La plupart des obsessions étaient déjà là avant. Depuis Following, qui ressemble à un solide brouillon de ce que deviendra sa filmographie. Voire le court métrage Doodlebug (1997), dans lequel on retrouve l'effet Droste (visualisation graphique de la mise en abyme) qui est au cœur de la scène des miroirs à Paris. Mais c'est avec Inception qu'il trouve cette nouvelle manière de les agencer qui lui donnera l'identité de cinéaste qui est la sienne aujourd'hui, tant sur l'écran que dans sa manière de promouvoir chacun de ses longs métrages. Un opus matriciel dont on retrouve des traces dans les suivants, qu'il s'agisse d'Interstellar ou Dunkerque.
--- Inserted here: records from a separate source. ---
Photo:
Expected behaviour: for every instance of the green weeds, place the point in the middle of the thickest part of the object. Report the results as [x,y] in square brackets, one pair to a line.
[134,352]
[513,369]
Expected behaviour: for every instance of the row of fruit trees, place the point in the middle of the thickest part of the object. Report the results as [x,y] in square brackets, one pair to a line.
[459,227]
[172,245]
Ou encore Tenet, avec qui il semble avoir beaucoup de points communs mais où Christopher Nolan renouvelle une partie de sa famille de cinéma (l'oscarisé Ludwig Göransson remplace le fidèle Hans Zimmer à la musique, Jennifer Lame succède à Lee Smith au montage) avec des acteurs tels que John David Washington, Elizabeth Debicki ou Robert Pattinson, qui n'étaient jamais passés devant sa caméra auparavant. Dix ans après nous avoir retourné la tête comme il l'a fait avec les rues de Paris, le cinéaste va-t-il à nouveau redéfinir les contours son cinéma ? Réponse, on l'espère, le plus tôt possible.